Targeting Src tyrosine kinase to enhance radioiodide uptake in breast cancer.

Sodium iodide symporter (NIS) expression in breast cancer renders radioiodide (RAI) a promising treatment modality. However, insufficient functional NIS within the plasma membrane limits RAI uptake (RAIU). We aimed to elucidate NIS regulatory mechanisms that impede RAIU in breast cancer and identify molecular targets for stimulating RAI-avidity in breast tumours. Mechanistic interaction between pituitary tumor-transforming gene-binding factor (PBF/PTTG1IP) and NIS was investigated through NanoBiT, co-immunoprecipitation, immunofluorescent microscopy, subcellular localisation and RAIU assays utilising wild-type and CRISPR-Cas9 PBF knockout breast cancer cells. In breast cancer cells, NIS:PBF interaction resulted in diminished RAIU, reversible through reduced PBF phosphorylation by the Src inhibitor dasatinib. Src overexpression diminished RAIU in a PBF-dependent manner that was mediated by Src myristoylation by N-myristoyltransferase 1 (NMT1).
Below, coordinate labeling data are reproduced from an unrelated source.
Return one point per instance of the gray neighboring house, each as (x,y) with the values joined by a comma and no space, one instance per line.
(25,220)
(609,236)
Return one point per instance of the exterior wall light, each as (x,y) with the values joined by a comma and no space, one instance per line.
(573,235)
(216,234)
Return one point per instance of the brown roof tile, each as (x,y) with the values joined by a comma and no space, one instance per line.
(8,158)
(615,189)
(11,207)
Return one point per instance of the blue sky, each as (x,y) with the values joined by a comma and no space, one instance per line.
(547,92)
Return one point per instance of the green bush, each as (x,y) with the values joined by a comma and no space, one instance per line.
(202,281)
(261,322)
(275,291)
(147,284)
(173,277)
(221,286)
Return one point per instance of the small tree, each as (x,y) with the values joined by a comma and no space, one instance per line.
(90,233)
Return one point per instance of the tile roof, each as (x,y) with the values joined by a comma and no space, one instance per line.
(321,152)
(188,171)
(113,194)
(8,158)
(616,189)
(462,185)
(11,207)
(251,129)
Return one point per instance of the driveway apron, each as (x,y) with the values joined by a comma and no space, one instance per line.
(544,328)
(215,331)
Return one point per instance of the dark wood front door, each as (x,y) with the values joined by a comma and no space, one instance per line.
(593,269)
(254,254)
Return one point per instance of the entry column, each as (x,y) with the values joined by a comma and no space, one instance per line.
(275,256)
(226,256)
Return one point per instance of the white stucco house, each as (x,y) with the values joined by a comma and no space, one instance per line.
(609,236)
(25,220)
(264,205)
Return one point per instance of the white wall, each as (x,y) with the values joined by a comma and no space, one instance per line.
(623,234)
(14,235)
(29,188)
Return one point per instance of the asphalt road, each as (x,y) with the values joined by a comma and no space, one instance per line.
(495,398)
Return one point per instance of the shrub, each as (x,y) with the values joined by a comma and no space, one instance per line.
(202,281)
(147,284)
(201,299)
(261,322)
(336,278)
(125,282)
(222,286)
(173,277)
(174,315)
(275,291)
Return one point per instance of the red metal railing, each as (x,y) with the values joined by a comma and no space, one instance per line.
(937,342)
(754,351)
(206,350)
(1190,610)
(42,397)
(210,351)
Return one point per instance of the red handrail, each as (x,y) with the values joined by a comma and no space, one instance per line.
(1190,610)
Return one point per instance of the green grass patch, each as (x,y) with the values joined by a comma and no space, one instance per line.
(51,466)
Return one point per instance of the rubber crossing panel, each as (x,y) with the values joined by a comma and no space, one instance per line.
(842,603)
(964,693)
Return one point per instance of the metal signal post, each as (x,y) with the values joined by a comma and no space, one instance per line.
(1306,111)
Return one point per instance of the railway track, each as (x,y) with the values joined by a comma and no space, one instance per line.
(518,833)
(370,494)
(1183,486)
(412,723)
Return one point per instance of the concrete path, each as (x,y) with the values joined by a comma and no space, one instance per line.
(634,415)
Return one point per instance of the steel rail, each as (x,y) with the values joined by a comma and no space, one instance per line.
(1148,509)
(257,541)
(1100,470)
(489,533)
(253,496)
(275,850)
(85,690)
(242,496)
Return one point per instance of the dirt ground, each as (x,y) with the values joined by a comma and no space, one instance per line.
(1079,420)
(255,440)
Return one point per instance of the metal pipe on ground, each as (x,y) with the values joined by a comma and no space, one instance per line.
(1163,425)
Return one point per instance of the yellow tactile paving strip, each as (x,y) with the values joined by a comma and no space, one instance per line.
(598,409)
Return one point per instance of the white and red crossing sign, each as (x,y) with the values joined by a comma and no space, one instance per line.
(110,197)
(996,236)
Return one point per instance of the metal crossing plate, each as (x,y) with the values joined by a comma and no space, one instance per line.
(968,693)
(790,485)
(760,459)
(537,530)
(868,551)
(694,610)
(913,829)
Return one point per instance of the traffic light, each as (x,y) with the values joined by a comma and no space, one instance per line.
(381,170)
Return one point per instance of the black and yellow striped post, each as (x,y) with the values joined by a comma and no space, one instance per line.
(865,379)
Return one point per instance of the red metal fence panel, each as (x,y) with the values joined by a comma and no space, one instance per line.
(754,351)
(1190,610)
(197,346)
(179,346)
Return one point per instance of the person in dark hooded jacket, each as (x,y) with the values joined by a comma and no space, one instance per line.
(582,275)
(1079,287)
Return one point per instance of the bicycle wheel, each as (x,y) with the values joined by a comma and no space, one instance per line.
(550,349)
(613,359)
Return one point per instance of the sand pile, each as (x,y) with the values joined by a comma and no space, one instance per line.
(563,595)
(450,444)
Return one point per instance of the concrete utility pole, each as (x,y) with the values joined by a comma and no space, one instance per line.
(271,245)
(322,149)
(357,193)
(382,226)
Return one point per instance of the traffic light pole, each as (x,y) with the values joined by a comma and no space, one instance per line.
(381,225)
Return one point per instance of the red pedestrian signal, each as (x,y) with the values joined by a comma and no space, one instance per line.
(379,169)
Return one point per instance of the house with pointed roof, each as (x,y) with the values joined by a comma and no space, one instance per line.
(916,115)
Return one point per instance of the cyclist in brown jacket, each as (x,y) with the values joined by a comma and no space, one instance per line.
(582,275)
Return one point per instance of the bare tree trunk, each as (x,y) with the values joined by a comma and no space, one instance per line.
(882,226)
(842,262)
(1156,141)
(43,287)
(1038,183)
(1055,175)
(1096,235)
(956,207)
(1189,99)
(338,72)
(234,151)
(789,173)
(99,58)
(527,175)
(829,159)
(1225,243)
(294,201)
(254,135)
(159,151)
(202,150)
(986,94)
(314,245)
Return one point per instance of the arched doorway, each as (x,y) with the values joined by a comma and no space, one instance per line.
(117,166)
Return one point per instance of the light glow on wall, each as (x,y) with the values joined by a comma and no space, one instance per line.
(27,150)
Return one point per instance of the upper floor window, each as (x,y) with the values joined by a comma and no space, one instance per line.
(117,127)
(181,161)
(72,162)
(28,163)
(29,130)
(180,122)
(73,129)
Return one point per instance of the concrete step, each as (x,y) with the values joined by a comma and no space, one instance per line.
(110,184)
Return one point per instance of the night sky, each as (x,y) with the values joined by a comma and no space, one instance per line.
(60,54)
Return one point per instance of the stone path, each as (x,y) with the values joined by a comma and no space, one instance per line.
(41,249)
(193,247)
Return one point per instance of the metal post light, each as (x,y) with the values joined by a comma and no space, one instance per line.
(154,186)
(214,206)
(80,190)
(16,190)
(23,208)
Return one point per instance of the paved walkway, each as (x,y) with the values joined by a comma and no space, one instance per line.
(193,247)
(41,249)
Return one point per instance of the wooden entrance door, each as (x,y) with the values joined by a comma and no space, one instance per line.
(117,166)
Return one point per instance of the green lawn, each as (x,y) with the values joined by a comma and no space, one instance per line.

NMT1 inhibition significantly enhanced RAIU via Src and PBF in breast and thyroid cancer cells. Bioinformatic analyses revealed clinical associations between high Src and NMT1 expression and increased tumour recurrence in RAI-treated thyroid cancers indicating RAI-resistance. In breast cancer, high PBF and Src expression was associated with the more aggressive tumours that are most likely to benefit from targeted RAI therapy. We describe a new NIS regulatory pathway in breast cancer cells via Src myristoylation and PBF phosphorylation and show that the same pathway exists in thyroid cells, the canonical setting for the exploitation of NIS function. These findings reveal that PBF interaction with NIS may be modulated by Src, which in turn is susceptible to NMT inhibition, and suggest that targeting NMT1 may represent an innovative approach for augmenting RAI-avidity in breast cancer.